This is the reason that a factorization with pivoting has usually
been implemented by a multifrontal algorithm.
\par
Now let us return to a left-looking general sparse factorization
and try to incorporate pivoting.
The equations that accumulate updates from the descendent fronts
must be modifed to include the delayed rows and columns from the
children.
\begin{eqnarray*}
T_{{\widetilde J},{\widetilde J}} & = & A_{J,J}
- \sum_{\bnd{I} \cap J \ne \emptyset} 
L_{\bnd{I} \cap J, I_e} 
D_{I_e, I_e} 
U_{I_e, \bnd{I} \cap J}
+ \sum_{par(I) = J} 
\left \lbrack \begin{array}{cc}
H_{I_d, I_d} & H_{I_d, \bnd{I} \cap J} \\
H_{\bnd{I} \cap J, I_d} & 0 \\
\end{array} \right \rbrack
\\
T_{\bnd{J},{\widetilde J}} & = & A_{\bnd{J},J}
- \sum_{\bnd{I} \cap J \ne \emptyset} 
L_{\bnd{I} \cap \bnd{J}, I_e} D_{I_e, I_e} U_{I_e, \bnd{I} \cap J}
+ \sum_{par(I) = J} H_{\bnd{I} \cap \bnd{J}, I_d}
\\
T_{{\widetilde J},\bnd{J}} & = & A_{J,\bnd{J}}
- \sum_{\bnd{I} \cap J \ne \emptyset} 
L_{\bnd{I} \cap J, I_e} D_{I_e, I_e} U_{I_e, \bnd{I} \cap \bnd{J}}
+ \sum_{par(I) = J} H_{I_d, \bnd{I} \cap \bnd{J}}
\end{eqnarray*}
It appears that since we do not know the structure of ${\widetilde J}$
until the delayed rows and columns of the children of $J$ are known, 
we cannot start the computation until the children of $J$ are finished.
This is not quite true.
Write the above equations as follows, marking the ${\widetilde T}$ 
matrices on the left as distinct from the $T$ matrices on the right.
\begin{eqnarray*}
{\widetilde T}_{{\widetilde J},{\widetilde J}} & = & T_{J,J}
+ \sum_{par(I) = J} 
\left \lbrack \begin{array}{cc}
H_{I_d, I_d} & H_{I_d, \bnd{I} \cap J} \\
H_{\bnd{I} \cap J, I_d} & 0 \\
\end{array} \right \rbrack
\\
{\widetilde T}_{\bnd{J},{\widetilde J}} & = & T_{\bnd{J},J}
+ \sum_{par(I) = J} H_{\bnd{I} \cap \bnd{J}, I_d}
\\
{\widetilde T}_{{\widetilde J},\bnd{J}} & = & T_{J,\bnd{J}}
+ \sum_{par(I) = J} H_{I_d, \bnd{I} \cap \bnd{J}}
\end{eqnarray*}
The $T$ matrices have the following form.
\begin{eqnarray*}
T_{J,J} & = & A_{J,J}
- \sum_{\bnd{I} \cap J \ne \emptyset} 
L_{\bnd{I} \cap J, I_e} 
D_{I_e, I_e} 
U_{I_e, \bnd{I} \cap J}
\\
T_{\bnd{J},J} & = & A_{\bnd{J},J}
- \sum_{\bnd{I} \cap J \ne \emptyset} 
L_{\bnd{I} \cap \bnd{J}, I_e} D_{I_e, I_e} U_{I_e, \bnd{I} \cap J}
\\
T_{J,\bnd{J}} & = & A_{J,\bnd{J}}
- \sum_{\bnd{I} \cap J \ne \emptyset} 
L_{\bnd{I} \cap J, I_e} D_{I_e, I_e} U_{I_e, \bnd{I} \cap \bnd{J}}
\end{eqnarray*}
The computation of $T_{J,J}$, $T_{\bnd{J},J}$ and $T_{J,\bnd{J}}$
does not depend on any delayed rows and columns from the children,
and so it can begin to execute before the children are complete.
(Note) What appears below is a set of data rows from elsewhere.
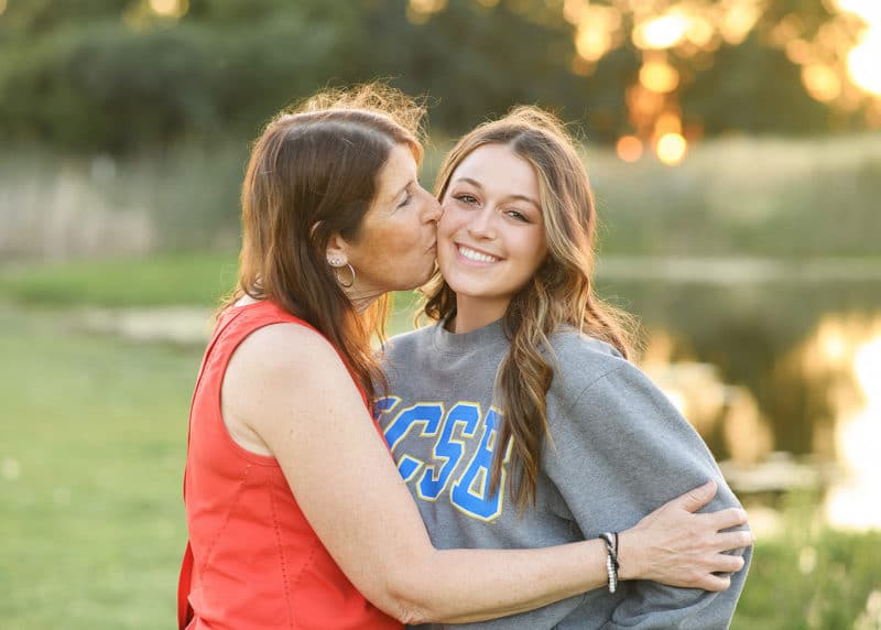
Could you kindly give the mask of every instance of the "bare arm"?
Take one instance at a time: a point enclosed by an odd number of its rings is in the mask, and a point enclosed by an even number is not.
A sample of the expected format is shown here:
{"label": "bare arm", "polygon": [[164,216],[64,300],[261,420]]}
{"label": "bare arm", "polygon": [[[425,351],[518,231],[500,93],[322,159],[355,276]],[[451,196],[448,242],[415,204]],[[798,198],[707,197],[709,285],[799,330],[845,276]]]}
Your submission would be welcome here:
{"label": "bare arm", "polygon": [[[404,622],[502,617],[606,584],[598,540],[539,550],[435,550],[358,390],[333,347],[314,332],[282,324],[252,334],[230,361],[222,399],[230,432],[252,431],[279,460],[297,503],[352,584]],[[670,534],[678,526],[672,523],[706,534],[706,558],[726,548],[730,541],[711,536],[719,528],[690,513],[713,492],[667,506],[624,533],[632,575],[623,577],[660,575],[651,561],[662,550],[675,556],[683,547],[681,535]],[[741,522],[743,515],[725,518]],[[664,571],[683,585],[724,588],[706,579],[708,572],[696,574],[692,561],[685,554]]]}

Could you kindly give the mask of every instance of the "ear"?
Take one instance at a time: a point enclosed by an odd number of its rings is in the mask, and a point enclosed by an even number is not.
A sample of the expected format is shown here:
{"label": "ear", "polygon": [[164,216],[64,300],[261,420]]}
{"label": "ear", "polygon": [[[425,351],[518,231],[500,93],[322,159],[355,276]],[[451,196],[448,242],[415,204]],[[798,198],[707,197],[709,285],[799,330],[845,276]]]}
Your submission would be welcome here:
{"label": "ear", "polygon": [[342,267],[349,262],[348,243],[338,232],[330,235],[325,256],[330,267]]}

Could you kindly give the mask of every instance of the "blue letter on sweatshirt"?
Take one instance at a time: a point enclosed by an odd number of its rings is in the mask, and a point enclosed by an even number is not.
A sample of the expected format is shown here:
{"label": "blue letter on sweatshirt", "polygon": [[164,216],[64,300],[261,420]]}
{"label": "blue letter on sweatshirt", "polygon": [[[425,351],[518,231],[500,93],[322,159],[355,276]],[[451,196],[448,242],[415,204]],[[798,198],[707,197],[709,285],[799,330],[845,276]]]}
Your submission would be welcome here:
{"label": "blue letter on sweatshirt", "polygon": [[[450,502],[466,514],[491,521],[502,513],[502,495],[504,493],[504,466],[502,466],[499,490],[490,495],[490,471],[492,470],[492,454],[499,447],[498,431],[499,413],[490,409],[483,422],[483,436],[480,446],[471,458],[465,474],[453,485],[449,493]],[[505,457],[507,459],[507,457]]]}

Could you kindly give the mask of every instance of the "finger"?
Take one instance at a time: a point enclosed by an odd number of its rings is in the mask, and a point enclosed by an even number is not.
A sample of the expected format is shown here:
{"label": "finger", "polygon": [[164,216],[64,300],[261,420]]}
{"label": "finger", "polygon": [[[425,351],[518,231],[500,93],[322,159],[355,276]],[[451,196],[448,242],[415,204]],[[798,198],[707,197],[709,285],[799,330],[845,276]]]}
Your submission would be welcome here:
{"label": "finger", "polygon": [[718,573],[737,573],[743,568],[746,564],[747,562],[742,556],[720,553],[713,558],[710,571]]}
{"label": "finger", "polygon": [[697,586],[704,590],[713,590],[716,593],[726,590],[731,586],[731,576],[707,574],[699,580]]}
{"label": "finger", "polygon": [[728,528],[742,525],[747,522],[747,510],[741,508],[728,508],[727,510],[719,510],[718,512],[710,512],[703,515],[716,531],[727,530]]}
{"label": "finger", "polygon": [[703,486],[695,488],[694,490],[689,490],[685,495],[676,497],[671,501],[684,510],[688,510],[689,512],[695,512],[709,503],[710,499],[716,496],[717,490],[716,481],[707,481]]}
{"label": "finger", "polygon": [[719,551],[744,548],[752,545],[752,532],[749,530],[722,532],[720,534],[716,534],[714,542],[719,545]]}

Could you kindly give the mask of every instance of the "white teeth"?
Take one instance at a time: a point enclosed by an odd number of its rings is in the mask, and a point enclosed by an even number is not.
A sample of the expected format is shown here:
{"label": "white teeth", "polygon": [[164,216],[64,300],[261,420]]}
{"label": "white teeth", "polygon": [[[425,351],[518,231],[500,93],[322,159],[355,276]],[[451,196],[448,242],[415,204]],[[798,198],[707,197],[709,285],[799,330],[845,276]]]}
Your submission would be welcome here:
{"label": "white teeth", "polygon": [[499,260],[496,257],[487,256],[486,253],[480,253],[479,251],[468,249],[465,246],[459,246],[459,253],[463,254],[463,257],[467,258],[468,260],[474,260],[476,262],[496,262],[497,260]]}

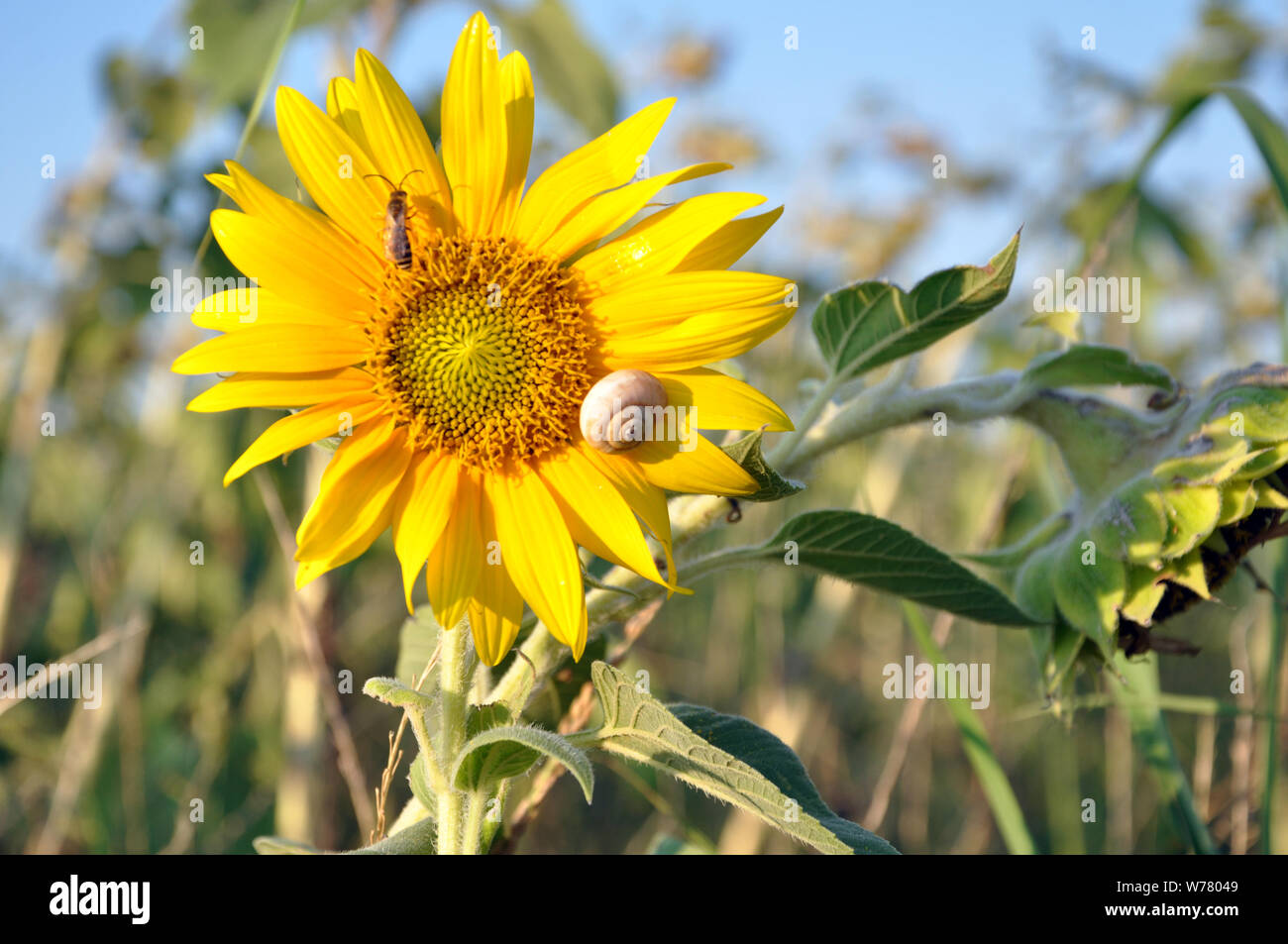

It is key to note that $J$ and $\bnd{J}$ are known before the
factorization starts and do not change due to any delayed rows or
columns.
It is true that we do not know $I_e$ for each descendent of $J$
{\it until} front $I$ is complete, but in some sense that does not
matter.
All that is necessary is to keep track of which descendent fronts $I$ 
have $I_e \ne \emptyset$ and $\bnd{I} \cap J \ne \emptyset$.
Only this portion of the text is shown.